Descriptive statistics

Within the dataset, there were 220 women, of which 97 (44%) were White, 75 (34%) were Black, and 48 (22%) were of other ethnicities (i.e., Asian, Native Hawaiian/Pacific Islander, American Indian/Alaska Native, mixed, chose not to disclose their ethnicity, or did not know their race). All ethnic categories were self-described. Figure 1 displays the percentage of BV diagnosis based on Nugent scoring, including by ethnicity. 53% of the women had a positive BV diagnosis with Black women and women of Other ethnicities having a higher prevalence of BV compared to White women (Fig. 1). Upon conducting a chi-square test, we found that there is a significant association between ethnicity and BV outcome (p = 0.0001 < 0.05). In this work, we examine the impact of this association between ethnicity and BV outcome on machine learning performance for predicting BV outcomes across ethnic groups.

Fig. 1: Descriptive statistics of the dataset used in terms of BV diagnosis for all subjects and subjects by ethnicity.
figure 1

BV diagnosis was based on Nugent score. Patients with a Nugent score of 7 or above are diagnosed as BV positive; patients with a Nugent score below 7 are diagnosed as BV negative.

Figure 2a displays a two-dimensional t-distributed stochastic neighbor embedding (t-SNE) projection of the operational taxonomic unit (OTU) variables mapped to BV diagnosis based on Nugent scoring. From examining the t-SNE projection, most of the data is separable by BV diagnosis. However, some samples are not well-separated in the t-SNE project, potentiating challenges in diagnosis using AI/ML models. To further explore the impact of dominant bacterial species on BV diagnosis, a t-SNE projection mapped to community state type (CST) classification is shown (Fig. 2b). The plot separates well by CST, with the majority of CST I in the BV negative cluster, and the majority of CST IV in the BV positive cluster. The cluster of mixed BV diagnosis is heavily comprised of CST III, indicating an L. iners dominant microbiome for mixed diagnosis.

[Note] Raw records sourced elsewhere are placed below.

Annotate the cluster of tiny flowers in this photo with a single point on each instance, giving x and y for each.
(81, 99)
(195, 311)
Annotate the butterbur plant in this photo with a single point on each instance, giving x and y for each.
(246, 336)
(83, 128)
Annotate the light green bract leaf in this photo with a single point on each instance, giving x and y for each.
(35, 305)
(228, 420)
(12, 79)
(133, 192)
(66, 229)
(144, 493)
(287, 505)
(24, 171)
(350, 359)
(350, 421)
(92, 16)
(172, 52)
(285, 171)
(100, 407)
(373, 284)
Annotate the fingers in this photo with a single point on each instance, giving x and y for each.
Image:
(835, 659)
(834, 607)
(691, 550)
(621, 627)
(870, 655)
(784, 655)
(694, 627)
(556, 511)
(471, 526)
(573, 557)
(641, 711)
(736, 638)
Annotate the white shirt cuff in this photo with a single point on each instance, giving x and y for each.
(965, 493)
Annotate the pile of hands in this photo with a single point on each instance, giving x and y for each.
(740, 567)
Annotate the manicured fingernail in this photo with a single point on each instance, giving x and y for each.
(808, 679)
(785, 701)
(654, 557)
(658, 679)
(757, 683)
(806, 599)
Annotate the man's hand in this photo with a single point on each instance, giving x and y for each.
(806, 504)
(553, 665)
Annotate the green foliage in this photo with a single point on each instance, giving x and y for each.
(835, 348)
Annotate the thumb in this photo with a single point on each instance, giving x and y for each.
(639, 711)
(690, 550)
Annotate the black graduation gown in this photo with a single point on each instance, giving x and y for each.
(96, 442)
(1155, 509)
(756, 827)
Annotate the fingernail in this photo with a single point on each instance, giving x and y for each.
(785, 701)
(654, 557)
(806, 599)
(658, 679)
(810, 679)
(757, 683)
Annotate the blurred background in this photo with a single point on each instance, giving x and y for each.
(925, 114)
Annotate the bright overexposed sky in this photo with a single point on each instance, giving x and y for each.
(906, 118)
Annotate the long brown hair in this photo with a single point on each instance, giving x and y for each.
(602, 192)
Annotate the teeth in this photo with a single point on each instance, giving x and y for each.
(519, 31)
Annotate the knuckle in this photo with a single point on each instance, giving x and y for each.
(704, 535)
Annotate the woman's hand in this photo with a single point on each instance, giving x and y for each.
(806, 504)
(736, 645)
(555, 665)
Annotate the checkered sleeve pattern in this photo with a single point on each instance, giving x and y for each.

Fig. 2: Visualization of sequencing data in two-dimensional space.
figure 2

t-SNE plot of 16S rRNA bacterial variables by (a) BV diagnosis based on Nugent scoring and by (b) community state type.

Figure 3 displays the percentage and count of women in each CST across ethnicity. CST IV is the predominant CST for Black (56%) and Other (50%) women. CST III, which is L. iners dominated, is the second most common state type for women in these two groups (34.7% of Black women and 25% of Other women). CST I, the L. crispatus dominated microbiome, is the third most common CST among Black women (8%) and women labeled as Other (22.9%). In contrast, CST III is the most common state type among White women (39.2%) in this cohort, followed by CST IV (33%) and CST I (26.8%). All three ethnic groups had only one patient with CST V (L. jensenii dominated). Neither group had patients categorized as CST II (L. gasseri dominated).

Fig. 3: Community state type distribution across ethnic groups.
figure 3

Community state type (CST) distribution within the (a) White, (b) Black, and (c) Other ethnicities. CST I is dominated by L. crispatus, CST II by L. gasseri, CST III by L. iners, and CST V by L. jensenii. CST IV consists of diverse bacteria with no Lactobacillus dominance.

Model performance varies by ethnicity in BV diagnosis

Table 1 shows the average balanced accuracy (BACC), area under the precision recall curve (AUPRC), false positive rate (FPR), and false negative rate (FNR) of the four ML models in predicting BV. Overall, the ML models performed well (BACC: 0.90–0.92; AUPRC: 0.93–0.96; FPR: 0.07–0.10; FNR: 0.10–0.10). Random Forest (RF) and Logistic Regression (LR) had higher BV predictive performances compared to other models, depending on the metric; however, there were no statistically significant differences in performance metrics (Table 1).

Table 1 Overall model performance for RF, LR, SVM and MLP models in terms of balanced accuracy (BACC), AUPRC, false positive rate (FPR), and false negative rate (FNR) with 95% confidence intervals

Upon examining the performance of ML models by ethnic group, we found differences in predictive outcomes (Fig. 4, Supplementary Table 2). Overall, Black women had the lowest balanced accuracy (BACC) (Fig. 4a) and highest FPRs (Fig. 4c) across all models. In contrast, FNR tended to be lower for White women, except when using the Multi-layer Perceptron (MLP) model (Fig. 4d).

Fig. 4: Model performance by ML architecture type after 10 stratified train-test runs (with nested grid search cross validation in each run).
figure 4

a Boxplots showing the median, upper quartile, lower quartile, and outliers of balanced accuracy, (b) Area under precision-recall curve (AUPRC), (c) false positive rate (FPR), and d false negative rate (FNR). Asterisk (*) indicates group pairs with statistically significant difference in model performance.

In summary, most models, except for MLP, tended to perform worse for Black women compared to White women and women of Other ethnicities. However, MLP tended to perform the most comparably across all ethnic groups.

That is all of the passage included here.